M. P. Searle, R. L. Simpson and D. J. Waters
1Department of Earth Sciences, Oxford University, Parks Road, Oxford OX1 3PR, UK
R. D. Law
Geological Sciences, Virginia Tech., Blacksburg, Virginia 24061, USA
R. R. Parrish
Department of Geology, Leicester University, Leicester LE1 7RH, and NERC Isotope
Geosciences Laboratory, Keyworth, Nottingham, NG12 5GG, UK
Lithospheric convergence of India and Asia since collision has resulted in horizontal shortening, crustal thickening and regional metamorphism in the Himalaya and beneath southern Tibet. The boundary between the High Himalaya and the Tibetan plateau is a large scale, north-dipping, low-angle normal fault termed the South Tibetan Detachment (STD) which was active contemporaneously with the Main Central Thrust (MCT) bounding the southern margin of the High Himalaya.
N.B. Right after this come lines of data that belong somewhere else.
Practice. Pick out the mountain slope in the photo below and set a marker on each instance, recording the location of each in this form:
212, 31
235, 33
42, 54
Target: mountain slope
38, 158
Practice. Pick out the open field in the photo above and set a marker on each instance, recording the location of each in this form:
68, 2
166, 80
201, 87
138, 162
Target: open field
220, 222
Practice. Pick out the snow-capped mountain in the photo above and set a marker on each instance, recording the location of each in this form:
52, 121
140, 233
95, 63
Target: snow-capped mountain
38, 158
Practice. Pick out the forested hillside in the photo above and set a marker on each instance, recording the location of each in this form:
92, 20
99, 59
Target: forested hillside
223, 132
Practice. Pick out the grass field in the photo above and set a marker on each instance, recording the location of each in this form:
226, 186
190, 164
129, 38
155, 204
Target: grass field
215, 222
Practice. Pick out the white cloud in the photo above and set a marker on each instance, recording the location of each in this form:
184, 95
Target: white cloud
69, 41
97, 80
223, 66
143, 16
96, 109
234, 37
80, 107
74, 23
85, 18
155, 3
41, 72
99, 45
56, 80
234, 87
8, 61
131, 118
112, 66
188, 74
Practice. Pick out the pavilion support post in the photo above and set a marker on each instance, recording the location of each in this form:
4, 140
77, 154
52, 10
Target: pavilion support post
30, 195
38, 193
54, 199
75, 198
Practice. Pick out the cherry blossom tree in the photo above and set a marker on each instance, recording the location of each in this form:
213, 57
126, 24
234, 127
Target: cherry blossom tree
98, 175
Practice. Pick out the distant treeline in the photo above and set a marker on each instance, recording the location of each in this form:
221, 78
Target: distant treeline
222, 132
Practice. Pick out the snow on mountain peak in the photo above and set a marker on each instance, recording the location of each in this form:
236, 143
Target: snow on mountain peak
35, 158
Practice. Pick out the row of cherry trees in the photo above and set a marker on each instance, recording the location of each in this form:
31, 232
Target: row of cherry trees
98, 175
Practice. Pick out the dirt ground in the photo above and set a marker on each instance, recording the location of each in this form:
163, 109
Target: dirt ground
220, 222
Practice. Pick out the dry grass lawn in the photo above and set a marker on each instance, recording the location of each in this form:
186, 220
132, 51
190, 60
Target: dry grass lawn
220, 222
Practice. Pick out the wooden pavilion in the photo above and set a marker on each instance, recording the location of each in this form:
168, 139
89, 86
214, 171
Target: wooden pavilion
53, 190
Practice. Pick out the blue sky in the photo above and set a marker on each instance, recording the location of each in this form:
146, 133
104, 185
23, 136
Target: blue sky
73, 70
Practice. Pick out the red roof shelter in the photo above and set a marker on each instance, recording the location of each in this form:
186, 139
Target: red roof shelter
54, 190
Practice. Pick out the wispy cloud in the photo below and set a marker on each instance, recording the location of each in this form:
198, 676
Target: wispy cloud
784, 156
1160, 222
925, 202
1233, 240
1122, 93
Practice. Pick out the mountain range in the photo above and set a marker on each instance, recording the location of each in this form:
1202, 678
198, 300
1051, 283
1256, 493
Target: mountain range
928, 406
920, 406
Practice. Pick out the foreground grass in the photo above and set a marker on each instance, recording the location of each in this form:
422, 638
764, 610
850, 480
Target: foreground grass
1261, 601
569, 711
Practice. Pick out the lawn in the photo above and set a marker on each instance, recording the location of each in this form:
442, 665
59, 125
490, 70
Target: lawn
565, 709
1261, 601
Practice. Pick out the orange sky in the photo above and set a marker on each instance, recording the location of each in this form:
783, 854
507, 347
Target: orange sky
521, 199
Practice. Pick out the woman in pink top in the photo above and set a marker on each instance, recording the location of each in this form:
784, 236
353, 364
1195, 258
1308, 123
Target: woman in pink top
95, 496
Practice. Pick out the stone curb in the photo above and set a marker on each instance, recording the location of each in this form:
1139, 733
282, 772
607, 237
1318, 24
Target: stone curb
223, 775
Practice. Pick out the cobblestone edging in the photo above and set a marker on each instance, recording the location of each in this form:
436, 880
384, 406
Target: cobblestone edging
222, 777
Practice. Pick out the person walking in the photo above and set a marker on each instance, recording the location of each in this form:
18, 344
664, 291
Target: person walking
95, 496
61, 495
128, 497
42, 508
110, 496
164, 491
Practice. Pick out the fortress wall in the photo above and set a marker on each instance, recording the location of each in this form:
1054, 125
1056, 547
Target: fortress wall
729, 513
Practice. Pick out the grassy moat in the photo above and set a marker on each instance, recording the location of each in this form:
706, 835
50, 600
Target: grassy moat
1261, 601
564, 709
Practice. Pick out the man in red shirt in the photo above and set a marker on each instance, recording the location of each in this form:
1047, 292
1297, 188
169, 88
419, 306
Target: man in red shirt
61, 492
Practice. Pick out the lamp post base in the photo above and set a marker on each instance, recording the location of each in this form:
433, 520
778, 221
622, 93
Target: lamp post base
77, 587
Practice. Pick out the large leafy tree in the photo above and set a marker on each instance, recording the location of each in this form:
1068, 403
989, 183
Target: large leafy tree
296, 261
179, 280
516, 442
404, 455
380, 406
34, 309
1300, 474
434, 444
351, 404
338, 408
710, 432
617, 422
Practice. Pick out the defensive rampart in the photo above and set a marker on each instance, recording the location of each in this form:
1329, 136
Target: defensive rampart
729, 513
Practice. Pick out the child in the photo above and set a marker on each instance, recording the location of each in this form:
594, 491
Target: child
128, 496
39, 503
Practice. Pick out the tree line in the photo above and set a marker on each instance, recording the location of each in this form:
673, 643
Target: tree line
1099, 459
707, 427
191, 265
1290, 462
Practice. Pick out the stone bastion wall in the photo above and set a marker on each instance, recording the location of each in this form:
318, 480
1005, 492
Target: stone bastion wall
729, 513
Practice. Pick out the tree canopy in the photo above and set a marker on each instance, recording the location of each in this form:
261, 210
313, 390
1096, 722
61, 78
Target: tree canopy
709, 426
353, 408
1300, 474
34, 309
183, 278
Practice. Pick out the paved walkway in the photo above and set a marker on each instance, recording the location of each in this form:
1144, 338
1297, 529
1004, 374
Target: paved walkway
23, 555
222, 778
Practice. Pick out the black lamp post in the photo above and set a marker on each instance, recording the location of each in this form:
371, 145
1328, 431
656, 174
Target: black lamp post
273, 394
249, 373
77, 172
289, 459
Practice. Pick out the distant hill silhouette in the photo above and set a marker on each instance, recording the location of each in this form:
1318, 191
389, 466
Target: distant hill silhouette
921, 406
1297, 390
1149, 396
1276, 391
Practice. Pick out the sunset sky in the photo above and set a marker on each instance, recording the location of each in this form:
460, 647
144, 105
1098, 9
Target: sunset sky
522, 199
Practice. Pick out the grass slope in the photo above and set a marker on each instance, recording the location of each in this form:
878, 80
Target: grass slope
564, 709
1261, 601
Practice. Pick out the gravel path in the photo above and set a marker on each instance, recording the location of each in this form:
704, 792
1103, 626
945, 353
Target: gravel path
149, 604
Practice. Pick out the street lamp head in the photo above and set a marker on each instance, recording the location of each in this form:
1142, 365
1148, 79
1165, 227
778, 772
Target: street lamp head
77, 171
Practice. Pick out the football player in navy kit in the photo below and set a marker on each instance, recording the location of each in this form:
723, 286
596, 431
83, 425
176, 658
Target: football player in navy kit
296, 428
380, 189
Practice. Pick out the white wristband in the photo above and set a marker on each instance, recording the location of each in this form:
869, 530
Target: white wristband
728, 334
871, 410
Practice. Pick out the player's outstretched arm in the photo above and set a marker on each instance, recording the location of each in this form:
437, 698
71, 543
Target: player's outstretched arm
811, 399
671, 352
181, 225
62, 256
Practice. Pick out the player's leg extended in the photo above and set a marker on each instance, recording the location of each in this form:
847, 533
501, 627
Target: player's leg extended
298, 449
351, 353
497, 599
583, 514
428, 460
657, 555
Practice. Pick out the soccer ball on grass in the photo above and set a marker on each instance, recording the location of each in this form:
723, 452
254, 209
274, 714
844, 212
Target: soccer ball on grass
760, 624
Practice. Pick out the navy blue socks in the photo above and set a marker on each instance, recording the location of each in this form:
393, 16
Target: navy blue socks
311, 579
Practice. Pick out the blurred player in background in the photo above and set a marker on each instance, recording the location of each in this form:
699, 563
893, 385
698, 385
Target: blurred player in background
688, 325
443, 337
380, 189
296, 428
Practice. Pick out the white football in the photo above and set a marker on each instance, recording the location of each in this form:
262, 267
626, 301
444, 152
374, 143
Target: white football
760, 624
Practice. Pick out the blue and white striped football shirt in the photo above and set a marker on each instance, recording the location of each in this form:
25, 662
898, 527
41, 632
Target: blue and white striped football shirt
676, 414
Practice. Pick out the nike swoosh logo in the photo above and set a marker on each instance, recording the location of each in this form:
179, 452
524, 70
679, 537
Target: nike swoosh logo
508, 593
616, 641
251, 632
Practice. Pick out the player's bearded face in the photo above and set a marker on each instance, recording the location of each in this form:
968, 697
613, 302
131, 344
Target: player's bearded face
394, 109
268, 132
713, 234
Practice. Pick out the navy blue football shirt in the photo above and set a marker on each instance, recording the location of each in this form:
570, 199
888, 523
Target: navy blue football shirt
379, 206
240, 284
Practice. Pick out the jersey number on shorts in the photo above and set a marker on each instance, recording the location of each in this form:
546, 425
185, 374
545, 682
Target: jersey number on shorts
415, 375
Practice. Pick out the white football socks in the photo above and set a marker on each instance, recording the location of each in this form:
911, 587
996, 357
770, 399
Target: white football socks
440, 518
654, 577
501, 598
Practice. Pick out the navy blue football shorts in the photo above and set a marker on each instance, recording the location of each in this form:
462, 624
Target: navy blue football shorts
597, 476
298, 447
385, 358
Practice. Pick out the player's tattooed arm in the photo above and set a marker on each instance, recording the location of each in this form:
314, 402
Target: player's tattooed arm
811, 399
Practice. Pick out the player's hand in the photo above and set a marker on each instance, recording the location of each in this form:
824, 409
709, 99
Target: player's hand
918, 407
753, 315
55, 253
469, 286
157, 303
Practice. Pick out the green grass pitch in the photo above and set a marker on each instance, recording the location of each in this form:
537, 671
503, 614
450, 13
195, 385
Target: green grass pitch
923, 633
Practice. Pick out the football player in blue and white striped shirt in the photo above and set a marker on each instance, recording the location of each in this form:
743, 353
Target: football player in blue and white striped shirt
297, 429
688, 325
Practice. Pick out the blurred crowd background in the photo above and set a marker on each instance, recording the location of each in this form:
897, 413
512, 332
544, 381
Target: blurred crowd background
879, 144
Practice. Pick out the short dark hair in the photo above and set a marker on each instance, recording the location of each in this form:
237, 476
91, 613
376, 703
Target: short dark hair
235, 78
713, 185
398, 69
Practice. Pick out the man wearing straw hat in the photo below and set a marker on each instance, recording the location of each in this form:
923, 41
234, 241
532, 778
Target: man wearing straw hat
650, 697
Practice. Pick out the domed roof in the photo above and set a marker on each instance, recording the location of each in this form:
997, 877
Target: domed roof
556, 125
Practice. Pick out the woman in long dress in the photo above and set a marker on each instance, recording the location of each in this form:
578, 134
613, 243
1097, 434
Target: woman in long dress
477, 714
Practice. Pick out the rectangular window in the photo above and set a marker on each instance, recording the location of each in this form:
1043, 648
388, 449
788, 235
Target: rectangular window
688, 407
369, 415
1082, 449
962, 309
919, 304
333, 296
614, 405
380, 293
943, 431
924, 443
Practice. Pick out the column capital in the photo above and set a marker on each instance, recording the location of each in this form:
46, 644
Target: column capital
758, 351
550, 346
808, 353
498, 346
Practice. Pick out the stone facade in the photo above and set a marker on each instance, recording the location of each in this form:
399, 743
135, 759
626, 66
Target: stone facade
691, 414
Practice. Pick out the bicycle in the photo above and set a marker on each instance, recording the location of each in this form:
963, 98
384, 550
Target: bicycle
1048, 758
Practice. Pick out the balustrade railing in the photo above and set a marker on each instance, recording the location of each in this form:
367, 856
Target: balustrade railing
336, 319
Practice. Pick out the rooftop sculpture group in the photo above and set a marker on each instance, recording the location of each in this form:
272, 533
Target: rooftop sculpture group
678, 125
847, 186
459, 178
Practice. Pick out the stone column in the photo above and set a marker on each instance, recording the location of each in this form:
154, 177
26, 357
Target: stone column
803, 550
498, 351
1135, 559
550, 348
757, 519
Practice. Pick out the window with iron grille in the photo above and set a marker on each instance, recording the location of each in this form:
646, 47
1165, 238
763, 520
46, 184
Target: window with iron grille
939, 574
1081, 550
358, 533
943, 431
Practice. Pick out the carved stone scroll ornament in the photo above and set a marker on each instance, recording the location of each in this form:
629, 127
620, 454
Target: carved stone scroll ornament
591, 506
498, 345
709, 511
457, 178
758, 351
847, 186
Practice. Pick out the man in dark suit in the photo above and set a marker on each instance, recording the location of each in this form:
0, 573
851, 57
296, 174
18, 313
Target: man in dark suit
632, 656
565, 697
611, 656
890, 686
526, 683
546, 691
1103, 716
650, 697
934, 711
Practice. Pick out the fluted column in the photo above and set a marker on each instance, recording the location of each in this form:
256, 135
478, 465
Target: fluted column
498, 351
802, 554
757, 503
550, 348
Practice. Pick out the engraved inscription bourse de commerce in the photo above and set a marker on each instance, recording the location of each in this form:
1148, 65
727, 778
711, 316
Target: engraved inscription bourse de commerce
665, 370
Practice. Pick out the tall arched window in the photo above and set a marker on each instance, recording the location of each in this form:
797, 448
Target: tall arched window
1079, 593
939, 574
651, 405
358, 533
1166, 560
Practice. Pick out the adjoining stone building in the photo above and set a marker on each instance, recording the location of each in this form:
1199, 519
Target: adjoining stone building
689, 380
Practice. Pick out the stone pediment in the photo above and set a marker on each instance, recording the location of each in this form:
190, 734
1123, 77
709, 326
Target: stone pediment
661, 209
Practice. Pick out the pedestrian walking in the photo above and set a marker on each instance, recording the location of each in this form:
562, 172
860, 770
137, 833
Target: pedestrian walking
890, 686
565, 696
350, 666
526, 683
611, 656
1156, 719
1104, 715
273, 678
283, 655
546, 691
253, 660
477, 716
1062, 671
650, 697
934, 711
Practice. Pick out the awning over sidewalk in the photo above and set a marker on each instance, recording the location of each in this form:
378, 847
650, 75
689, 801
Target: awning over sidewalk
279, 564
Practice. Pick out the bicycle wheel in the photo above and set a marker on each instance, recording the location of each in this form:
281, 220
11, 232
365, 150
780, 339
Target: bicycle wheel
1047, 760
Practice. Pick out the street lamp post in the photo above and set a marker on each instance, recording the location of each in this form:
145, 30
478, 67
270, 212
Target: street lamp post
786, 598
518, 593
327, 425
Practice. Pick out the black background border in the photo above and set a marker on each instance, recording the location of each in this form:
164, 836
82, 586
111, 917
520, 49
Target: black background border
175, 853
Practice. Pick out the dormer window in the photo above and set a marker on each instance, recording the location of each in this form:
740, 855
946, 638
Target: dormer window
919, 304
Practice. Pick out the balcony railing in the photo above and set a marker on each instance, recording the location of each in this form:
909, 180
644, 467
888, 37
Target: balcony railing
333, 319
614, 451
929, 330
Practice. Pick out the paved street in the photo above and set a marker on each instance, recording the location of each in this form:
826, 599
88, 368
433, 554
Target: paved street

Previous studies have estimated minimum northward displacement along the STD of 35 km along the Everest profile. Here, we demonstrate approximately 200 km of southward displacement of footwall sillimanite + cordierite gneisses (minimum 90-108 km), formed at 600-630oC and pressures of 4.0-4.9 kbar (14-18 km depth), beneath the STD which acted as a passive roof fault during southward flow of the hot, viscous, ductile middle crust. U-Th-Pb dating of gneisses, sheared and cross-cutting leucogranites indicates that ductile shearing was active at 17-16 Ma, and later brittle motion at <16 Ma cuts all rocks in the footwall. High temperatures (>620oC) were maintained for ~14 Ma along the top of the High Himalayan slab from 32-18 Ma, implying active crustal thickening and high topography in south Tibet during this time. The ending of metamorphism and melting in the Himalaya and ductile shearing along the STD coincides with the initiation of strike-slip faulting in SW Tibet and E-W extension in south Tibet.